Ein Gott am Kreuz? Um dieses Paradoxon hat schon sieben Jahrzehnte davor der Apostel Paulus gerungen: „Das Wort vom Kreuz ist denen, die verlorengehen, Torheit; uns aber, die gerettet werden, ist es Gottes Kraft“, schreibt er den Korinthern. Er wird nicht müde, „Christus als den Gekreuzigten“ zu verkünden, „denn das Törichte an Gott ist weiser als die Menschen und das Schwache an Gott ist stärker als die Menschen“ (1 Kor 1,18-25). Und an die Christen in Galatien schreibt er: „Ich aber will mich allein des Kreuzes Jesu Christi, unseres Herrn, rühmen, durch das mir die Welt gekreuzigt ist und ich der Welt“ (Gal 6,14). So steht es auch über dem Eingang zur Benediktihalle im Stift Melk „Absit gloriari nisi in cruce“ – „Es sei fern, sich zu rühmen außer im Kreuz“. Auch die Kanzel im St. Pöltner Dom thematisiert die paulinische Lehre von der Erlösung durch das Kreuz: „Nos autem praedicamus Christum crucifixum“ – „Wir verkünden Christus, den Gekreuzigten“. Das Kreuz führt in die Mitte des Glaubens, es gehört zur christlichen DNA. Es ist zudem ein uraltes Symbol für den Menschen, der mit ausgestreckten Armen ein Kreuz bildet. „Das Kreuz auf sich nehmen“, ist in den Evangelien gleichbedeutend mit dem Ruf in die Nachfolge Jesu. Am Kreuz wird die Herrlichkeit Jesu offenbar, wenn der heidnische Hauptmann sagt: „Wahrhaftig, dieser Mensch war Gottes Sohn!“ (Mk 15,39).

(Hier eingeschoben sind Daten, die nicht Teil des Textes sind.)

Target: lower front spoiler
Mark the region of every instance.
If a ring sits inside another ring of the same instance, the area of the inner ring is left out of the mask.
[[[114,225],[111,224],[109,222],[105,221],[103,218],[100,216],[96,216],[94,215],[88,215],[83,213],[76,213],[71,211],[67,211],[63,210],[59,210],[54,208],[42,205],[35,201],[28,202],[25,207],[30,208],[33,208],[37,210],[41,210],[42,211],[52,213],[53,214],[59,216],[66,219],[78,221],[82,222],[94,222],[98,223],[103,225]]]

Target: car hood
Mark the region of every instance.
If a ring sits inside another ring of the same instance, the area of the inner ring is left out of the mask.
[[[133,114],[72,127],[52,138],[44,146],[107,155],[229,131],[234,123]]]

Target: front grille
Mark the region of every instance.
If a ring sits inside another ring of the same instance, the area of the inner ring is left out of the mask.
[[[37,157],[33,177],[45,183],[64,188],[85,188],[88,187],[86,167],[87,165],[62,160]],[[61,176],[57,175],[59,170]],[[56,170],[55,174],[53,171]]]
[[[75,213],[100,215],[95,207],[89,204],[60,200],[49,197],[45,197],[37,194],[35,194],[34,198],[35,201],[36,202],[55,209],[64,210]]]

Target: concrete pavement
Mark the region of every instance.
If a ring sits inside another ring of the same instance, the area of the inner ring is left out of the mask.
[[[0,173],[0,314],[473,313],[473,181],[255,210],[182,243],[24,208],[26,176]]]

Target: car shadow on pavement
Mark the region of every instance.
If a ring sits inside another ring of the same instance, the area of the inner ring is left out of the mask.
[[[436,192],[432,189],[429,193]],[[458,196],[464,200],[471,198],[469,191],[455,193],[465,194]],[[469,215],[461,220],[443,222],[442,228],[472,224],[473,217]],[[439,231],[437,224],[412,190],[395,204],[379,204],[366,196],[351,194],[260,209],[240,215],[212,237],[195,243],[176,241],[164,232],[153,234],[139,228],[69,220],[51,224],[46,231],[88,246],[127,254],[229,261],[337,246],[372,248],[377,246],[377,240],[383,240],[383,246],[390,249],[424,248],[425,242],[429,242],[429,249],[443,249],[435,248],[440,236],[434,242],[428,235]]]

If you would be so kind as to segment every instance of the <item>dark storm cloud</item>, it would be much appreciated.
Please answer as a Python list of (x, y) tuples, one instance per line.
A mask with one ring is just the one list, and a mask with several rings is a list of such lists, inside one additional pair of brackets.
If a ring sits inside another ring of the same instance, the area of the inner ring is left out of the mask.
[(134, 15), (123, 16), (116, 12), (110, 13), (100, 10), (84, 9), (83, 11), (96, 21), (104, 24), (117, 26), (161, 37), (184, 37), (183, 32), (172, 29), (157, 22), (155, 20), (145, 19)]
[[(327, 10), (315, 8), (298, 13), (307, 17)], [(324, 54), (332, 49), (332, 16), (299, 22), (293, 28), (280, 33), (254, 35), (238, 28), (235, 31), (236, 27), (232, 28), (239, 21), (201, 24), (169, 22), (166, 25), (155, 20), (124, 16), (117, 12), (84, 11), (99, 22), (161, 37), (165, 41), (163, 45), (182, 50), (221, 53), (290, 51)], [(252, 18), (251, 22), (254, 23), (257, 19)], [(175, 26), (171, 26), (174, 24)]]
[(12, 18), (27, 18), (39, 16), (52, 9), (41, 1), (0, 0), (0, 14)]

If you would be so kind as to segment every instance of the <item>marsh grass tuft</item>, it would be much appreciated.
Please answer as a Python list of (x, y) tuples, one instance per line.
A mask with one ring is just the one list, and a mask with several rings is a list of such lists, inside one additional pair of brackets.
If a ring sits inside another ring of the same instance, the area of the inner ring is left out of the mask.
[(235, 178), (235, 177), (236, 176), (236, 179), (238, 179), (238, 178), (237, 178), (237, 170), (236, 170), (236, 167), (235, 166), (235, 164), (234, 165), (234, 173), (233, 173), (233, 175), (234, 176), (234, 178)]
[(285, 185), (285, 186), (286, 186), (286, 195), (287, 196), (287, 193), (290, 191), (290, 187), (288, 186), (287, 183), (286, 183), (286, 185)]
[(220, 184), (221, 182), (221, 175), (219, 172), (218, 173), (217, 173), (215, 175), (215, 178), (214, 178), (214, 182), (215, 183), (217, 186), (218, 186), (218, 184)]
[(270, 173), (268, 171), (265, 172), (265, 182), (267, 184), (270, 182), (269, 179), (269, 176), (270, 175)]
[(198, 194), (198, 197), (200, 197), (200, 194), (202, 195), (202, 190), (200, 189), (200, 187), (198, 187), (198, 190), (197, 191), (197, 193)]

Erst recht kulminiert für den Evangelisten Johannes im Kreuz das gesamte Offenbarungsgeschehen. Das Kreuz ist nicht der Ort des gottverlassenen Jesus, sondern der Ort der Verherrlichung und des Sieges („Es ist vollbracht“, Joh 19,30). Jesus spricht von der „Erhöhung“ des Menschensohnes und davon, dass er „verherrlicht“ werden müsse. Das geschieht in seinem Tod am Kreuz und in der Auferstehung, die als Vollendung dieser Erhöhung verstanden wird. Die Formen des Kreuzes sind trotz der einfachen Grundstruktur äußerst vielfältig: mit einem, zwei oder drei Balken, in T-Form, als Malteser-, Krucken- und Andreaskreuz, aber auch missverständlich wie das Sonnenrad und missbraucht im Hakenkreuz. Kreuze im öffentlichen Raum sind Ziele von Zerstörungswut sowie (anti-)religiös motivierter Gewalt. Das Wort vom Kreuz ist kein Heilsautomatismus. Wer das Kreuz als Heil verkündet, muss sich auch der Frage nach der „menschlichen Verzweiflung an Gott angesichts der Leiden seiner Kreatur, angesichts der Untätigkeit und des Schweigens Gottes im millionenfachen Tod, angesichts der Sterbensqualen“ (Herbert Vorgrimler) stellen.
Wie das Zeichen des Fisches enthält auch das Kreuz ein Bekenntnis: Die Kreuzesinschrift INRI – Iesus Nazarenus Rex Iudaeorum – benennt den Gekreuzigten als „Jesus von Nazaret, König der Juden“. Er ist der erwartete Messias Israels, aber auch der Erlöser für alle, mit den Worten Simeons „ein Licht, das die Heiden erleuchtet, und Herrlichkeit für dein (Gottes) Volk Israel“ (Lk 2,32).